English football businessman (born 1963)

Jeremy Derek "Jez" Moxey (born 19 April 1963) is an English football businessman who is a non-executive director of Burton Albion, a member of the board of the English Football League, and head of sport team mergers and acquisitions at General Sports Worldwide, a sports marketing and management firm. He has previously been chief executive at Wolverhampton Wanderers, Stoke City and Norwich City.

==Career==
Moxey, a basketball player in his youth, ran a sports marketing business, a basketball franchise, spent five years as general manager of Partick Thistle, and worked with Rangers, before his appointment as chief executive of Stoke City in 1995. He was responsible for the construction of and move to the Britannia Stadium in 1997, and led the negotiations which saw an Icelandic consortium purchase a controlling interest in the club.

Moxey joined Wolverhampton Wanderers as chief executive and, by extension, a director of the club in June 2000, roles he held until 2016. During his time at the club they were twice promoted to the Premier League but never sustained that position for more than three seasons.

Moxey was very unpopular with Wolves fans, with a vocal majority citing his reluctance to open the purse strings as a factor in Wolves' lack of impact in the Premier League. Moxey acknowledged that the club had under-invested in the 2003–04 season, yet went on to make the same mistakes on their next promotion in 2009–10 and the subsequent two seasons. He was also widely derided for trying to placate displaced season ticket holders in a crunch match against arch rivals West Bromwich Albion with his risible "Pie & Pint" offer.

From 2010 to 2012 Moxey was a member of the FA Council as one of the division's representatives. Moxey formally left his post with Wolves on 5 August 2016, shortly after Wolves was acquired by new owners Fosun, having spent 16 years and two months with the club.

In November 2015, Moxey was voted FC Business CEO of the Year for the Championship at the 4th annual Football Business Awards.

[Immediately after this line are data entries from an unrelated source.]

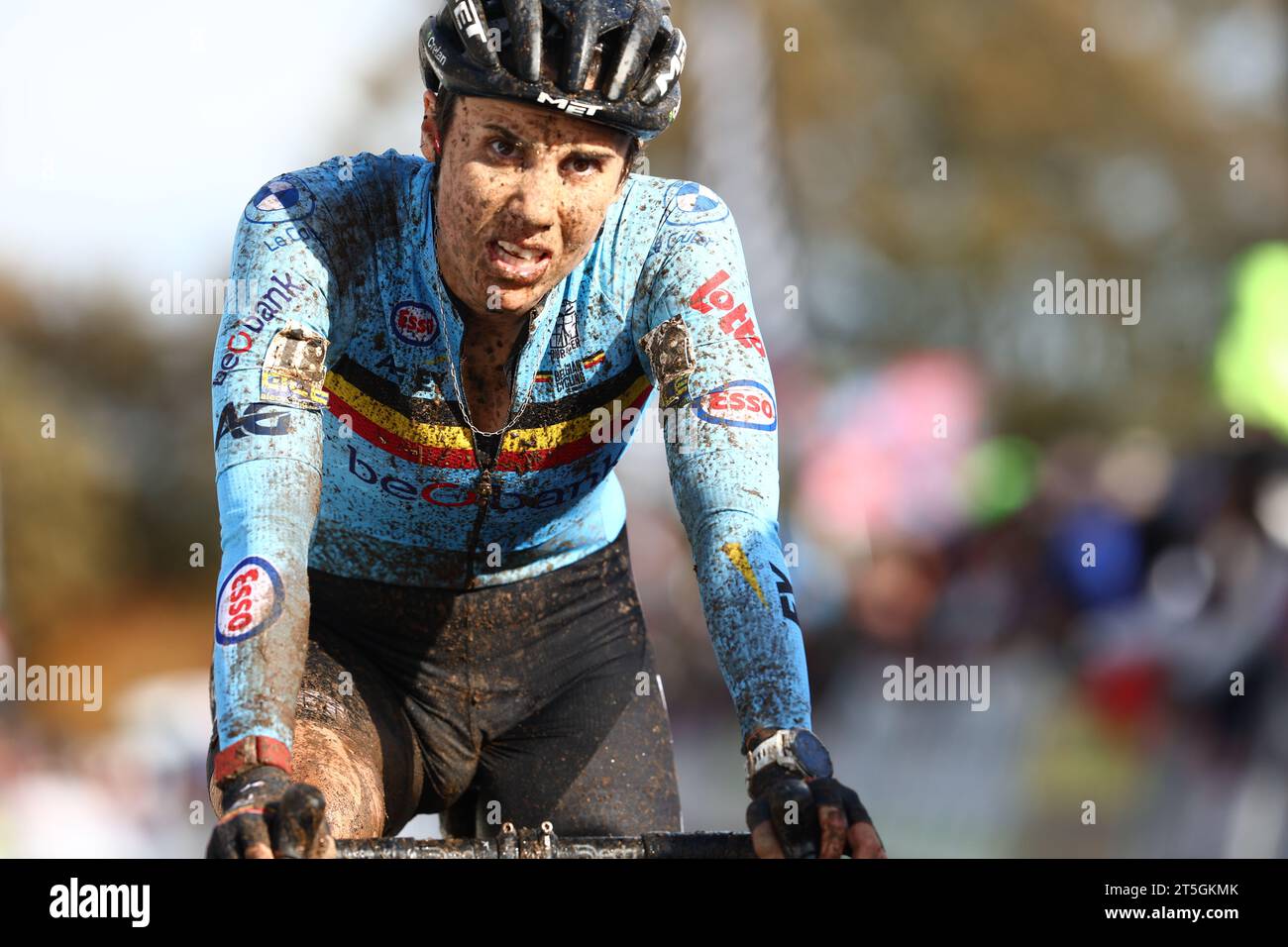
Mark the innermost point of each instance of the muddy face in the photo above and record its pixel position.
(522, 195)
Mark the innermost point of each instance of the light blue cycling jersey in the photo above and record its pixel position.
(340, 441)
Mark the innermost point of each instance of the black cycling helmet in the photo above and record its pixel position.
(642, 53)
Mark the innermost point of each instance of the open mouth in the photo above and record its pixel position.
(515, 263)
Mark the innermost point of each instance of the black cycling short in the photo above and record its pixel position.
(520, 702)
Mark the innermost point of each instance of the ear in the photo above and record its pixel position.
(429, 141)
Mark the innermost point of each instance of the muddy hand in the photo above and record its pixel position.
(791, 817)
(267, 815)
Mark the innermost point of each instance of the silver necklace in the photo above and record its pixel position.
(460, 393)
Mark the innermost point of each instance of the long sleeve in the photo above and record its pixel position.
(700, 346)
(267, 395)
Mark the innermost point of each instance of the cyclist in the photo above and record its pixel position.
(425, 598)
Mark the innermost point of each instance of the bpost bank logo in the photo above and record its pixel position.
(279, 200)
(249, 600)
(738, 405)
(413, 324)
(695, 204)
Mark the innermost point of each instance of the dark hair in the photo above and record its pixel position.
(445, 107)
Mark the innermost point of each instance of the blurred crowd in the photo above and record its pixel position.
(1096, 513)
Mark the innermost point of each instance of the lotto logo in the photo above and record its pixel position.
(249, 600)
(735, 320)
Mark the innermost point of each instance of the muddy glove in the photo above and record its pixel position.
(267, 815)
(798, 809)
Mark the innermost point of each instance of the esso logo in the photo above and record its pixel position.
(249, 600)
(415, 324)
(738, 405)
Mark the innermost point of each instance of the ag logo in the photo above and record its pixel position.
(738, 405)
(694, 204)
(281, 198)
(413, 324)
(261, 418)
(249, 600)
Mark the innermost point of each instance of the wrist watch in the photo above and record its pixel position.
(797, 750)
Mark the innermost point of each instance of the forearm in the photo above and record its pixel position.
(751, 617)
(262, 634)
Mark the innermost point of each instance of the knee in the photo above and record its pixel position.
(352, 785)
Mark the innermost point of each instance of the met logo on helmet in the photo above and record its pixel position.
(468, 21)
(570, 106)
(665, 78)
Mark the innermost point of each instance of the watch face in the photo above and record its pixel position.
(811, 754)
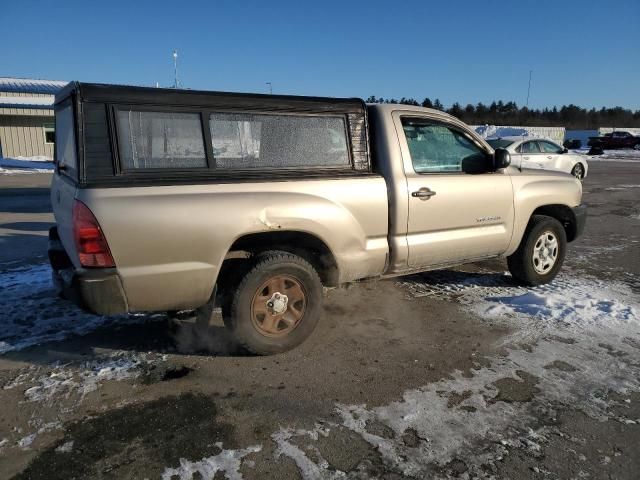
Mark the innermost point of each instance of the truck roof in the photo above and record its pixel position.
(98, 92)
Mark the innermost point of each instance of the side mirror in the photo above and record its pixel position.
(501, 158)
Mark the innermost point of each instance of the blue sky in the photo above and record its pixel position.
(582, 52)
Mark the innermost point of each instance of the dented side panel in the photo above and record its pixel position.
(168, 242)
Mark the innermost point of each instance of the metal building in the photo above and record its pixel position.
(26, 117)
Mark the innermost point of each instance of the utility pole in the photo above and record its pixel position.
(529, 88)
(175, 69)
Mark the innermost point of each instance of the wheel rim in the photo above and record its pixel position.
(578, 171)
(545, 252)
(278, 305)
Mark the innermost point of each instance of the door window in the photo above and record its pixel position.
(530, 147)
(438, 148)
(548, 147)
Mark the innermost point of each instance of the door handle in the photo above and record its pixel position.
(423, 194)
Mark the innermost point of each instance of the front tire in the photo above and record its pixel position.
(541, 253)
(276, 305)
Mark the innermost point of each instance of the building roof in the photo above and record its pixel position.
(29, 85)
(26, 102)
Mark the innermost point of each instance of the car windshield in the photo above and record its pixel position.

On 27 July 2016, Moxey was announced as the new chief executive of Norwich City On 2 February 2017, Moxey left his role with Norwich City, after a reported breakdown in relations between Moxey and Norwich City major shareholder Delia Smith.

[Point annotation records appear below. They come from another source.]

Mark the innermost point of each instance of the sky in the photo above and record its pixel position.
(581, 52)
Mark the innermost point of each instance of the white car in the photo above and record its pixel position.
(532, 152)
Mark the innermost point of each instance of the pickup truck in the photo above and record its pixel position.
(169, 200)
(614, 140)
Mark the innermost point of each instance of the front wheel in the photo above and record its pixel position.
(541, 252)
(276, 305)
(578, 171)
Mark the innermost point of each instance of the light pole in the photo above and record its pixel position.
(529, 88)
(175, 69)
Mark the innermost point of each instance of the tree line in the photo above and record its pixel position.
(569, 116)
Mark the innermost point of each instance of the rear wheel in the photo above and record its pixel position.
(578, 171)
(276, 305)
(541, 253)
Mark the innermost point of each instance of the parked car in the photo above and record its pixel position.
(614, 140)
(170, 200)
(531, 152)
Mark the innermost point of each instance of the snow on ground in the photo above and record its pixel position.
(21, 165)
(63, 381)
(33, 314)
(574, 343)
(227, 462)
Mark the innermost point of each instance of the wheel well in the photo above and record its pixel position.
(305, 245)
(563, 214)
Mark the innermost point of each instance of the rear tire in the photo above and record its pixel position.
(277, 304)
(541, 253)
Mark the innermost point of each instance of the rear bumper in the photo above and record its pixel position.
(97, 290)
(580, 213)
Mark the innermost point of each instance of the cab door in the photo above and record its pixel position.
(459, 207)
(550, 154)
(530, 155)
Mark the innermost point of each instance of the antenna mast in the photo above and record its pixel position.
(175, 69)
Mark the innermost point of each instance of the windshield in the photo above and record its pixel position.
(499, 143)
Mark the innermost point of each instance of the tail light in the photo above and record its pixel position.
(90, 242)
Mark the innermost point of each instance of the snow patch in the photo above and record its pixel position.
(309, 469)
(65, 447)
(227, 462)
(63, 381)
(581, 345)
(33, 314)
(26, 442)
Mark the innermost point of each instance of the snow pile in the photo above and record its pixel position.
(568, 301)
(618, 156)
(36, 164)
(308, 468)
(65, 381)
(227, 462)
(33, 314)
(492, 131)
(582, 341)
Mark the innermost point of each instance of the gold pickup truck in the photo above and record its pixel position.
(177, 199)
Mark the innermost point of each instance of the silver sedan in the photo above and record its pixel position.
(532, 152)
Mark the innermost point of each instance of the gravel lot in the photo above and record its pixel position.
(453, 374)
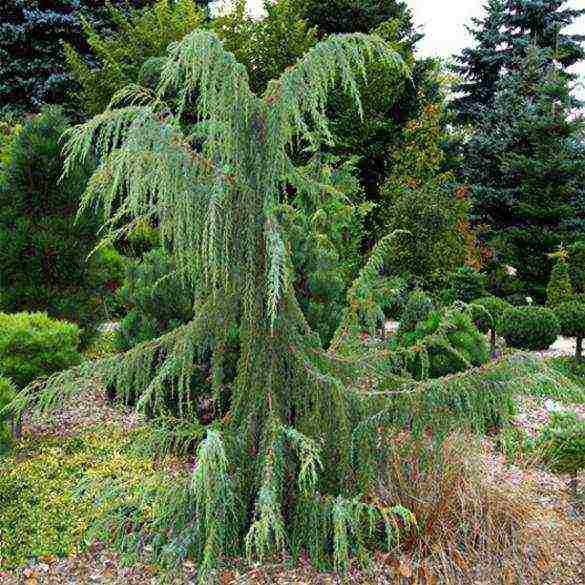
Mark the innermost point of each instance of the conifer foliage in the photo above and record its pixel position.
(277, 470)
(526, 166)
(503, 37)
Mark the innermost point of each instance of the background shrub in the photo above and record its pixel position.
(43, 511)
(559, 287)
(43, 248)
(488, 313)
(577, 265)
(32, 33)
(571, 315)
(464, 284)
(417, 308)
(156, 299)
(449, 340)
(34, 345)
(117, 58)
(532, 328)
(491, 318)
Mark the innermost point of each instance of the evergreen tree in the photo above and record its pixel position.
(32, 33)
(424, 201)
(277, 471)
(389, 102)
(526, 165)
(110, 61)
(347, 16)
(480, 66)
(541, 23)
(502, 37)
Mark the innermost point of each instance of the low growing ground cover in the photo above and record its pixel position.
(488, 495)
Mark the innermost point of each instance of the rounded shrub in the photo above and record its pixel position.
(532, 328)
(488, 313)
(417, 308)
(34, 345)
(571, 317)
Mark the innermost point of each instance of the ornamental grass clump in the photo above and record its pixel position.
(470, 525)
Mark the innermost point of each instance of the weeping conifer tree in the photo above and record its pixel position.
(278, 471)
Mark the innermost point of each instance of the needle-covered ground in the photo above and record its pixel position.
(492, 512)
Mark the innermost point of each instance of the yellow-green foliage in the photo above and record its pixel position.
(143, 35)
(40, 512)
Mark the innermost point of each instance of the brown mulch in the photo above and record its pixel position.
(98, 565)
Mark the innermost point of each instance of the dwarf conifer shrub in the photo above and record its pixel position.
(464, 284)
(44, 247)
(33, 345)
(444, 342)
(156, 299)
(533, 328)
(571, 315)
(417, 308)
(577, 265)
(488, 315)
(559, 287)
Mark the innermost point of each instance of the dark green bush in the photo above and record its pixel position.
(7, 394)
(33, 345)
(157, 300)
(448, 339)
(487, 314)
(44, 250)
(571, 315)
(464, 284)
(562, 443)
(416, 309)
(559, 287)
(532, 328)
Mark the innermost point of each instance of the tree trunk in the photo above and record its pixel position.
(493, 342)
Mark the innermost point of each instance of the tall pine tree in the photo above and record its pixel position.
(526, 166)
(479, 66)
(32, 33)
(502, 37)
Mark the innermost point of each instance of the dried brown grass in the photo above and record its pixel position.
(473, 527)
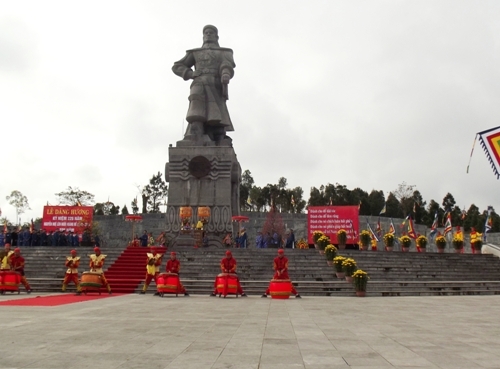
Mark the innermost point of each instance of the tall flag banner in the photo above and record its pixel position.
(411, 229)
(434, 226)
(490, 141)
(379, 228)
(463, 215)
(447, 226)
(404, 221)
(489, 222)
(392, 229)
(372, 234)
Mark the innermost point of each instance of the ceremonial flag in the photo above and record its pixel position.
(464, 214)
(404, 221)
(411, 229)
(434, 226)
(490, 141)
(372, 234)
(379, 228)
(447, 226)
(392, 229)
(489, 222)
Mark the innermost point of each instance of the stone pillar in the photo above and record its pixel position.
(203, 176)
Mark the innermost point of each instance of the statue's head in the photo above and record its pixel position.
(210, 35)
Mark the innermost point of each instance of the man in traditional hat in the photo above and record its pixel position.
(96, 264)
(280, 267)
(153, 264)
(6, 256)
(228, 266)
(207, 115)
(174, 266)
(72, 263)
(17, 265)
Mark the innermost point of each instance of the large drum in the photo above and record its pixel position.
(91, 282)
(9, 281)
(280, 288)
(168, 283)
(227, 284)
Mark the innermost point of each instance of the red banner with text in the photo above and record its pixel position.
(68, 218)
(329, 219)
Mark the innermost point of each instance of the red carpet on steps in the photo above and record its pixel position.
(128, 271)
(54, 300)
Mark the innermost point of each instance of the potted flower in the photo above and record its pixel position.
(330, 253)
(458, 243)
(421, 243)
(405, 243)
(323, 241)
(316, 236)
(341, 238)
(337, 263)
(440, 243)
(360, 279)
(389, 241)
(364, 239)
(349, 267)
(302, 244)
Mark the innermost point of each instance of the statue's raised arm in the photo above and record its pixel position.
(207, 116)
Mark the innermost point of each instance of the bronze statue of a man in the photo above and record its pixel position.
(207, 115)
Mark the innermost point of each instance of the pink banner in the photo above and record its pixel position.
(329, 219)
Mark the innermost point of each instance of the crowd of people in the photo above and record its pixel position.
(40, 237)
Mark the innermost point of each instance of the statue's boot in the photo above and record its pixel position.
(195, 135)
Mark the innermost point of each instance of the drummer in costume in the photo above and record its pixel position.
(17, 265)
(5, 257)
(280, 267)
(228, 265)
(72, 263)
(153, 264)
(174, 266)
(96, 264)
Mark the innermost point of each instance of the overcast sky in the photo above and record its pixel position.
(364, 93)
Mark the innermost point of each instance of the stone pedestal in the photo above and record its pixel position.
(203, 176)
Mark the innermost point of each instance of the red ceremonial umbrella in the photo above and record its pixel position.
(134, 218)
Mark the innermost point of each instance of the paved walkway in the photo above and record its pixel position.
(135, 331)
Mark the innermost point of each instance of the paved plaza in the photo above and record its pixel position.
(135, 331)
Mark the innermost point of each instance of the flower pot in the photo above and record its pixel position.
(340, 275)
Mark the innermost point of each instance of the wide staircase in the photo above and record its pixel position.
(391, 273)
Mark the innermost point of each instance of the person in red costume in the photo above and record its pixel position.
(17, 264)
(228, 266)
(280, 267)
(174, 266)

Moxey was appointed a non-executive director of Burton Albion on 3 July 2017. Burton Albion was relegated from the EFL Championship at the end of the 2017–18 EFL Championship, Moxey's first season as a Burton director, meaning that Moxey lost his position as Championship representative on the EFL board, a post he had held since 2015 when still CEO at Wolves. He returned to the EFL board as a League One representative in June 2019, and was reappointed for a further term in June 2022.

Moxey is head of sport team mergers and acquisitions at General Sports Worldwide, a sports marketing and management firm. In 2023, he was appointed to help Scottish Premiership side St Johnstone and English National League side Southend United find new buyers.

==Personal life==
Moxey and his American-born wife Babette have four children.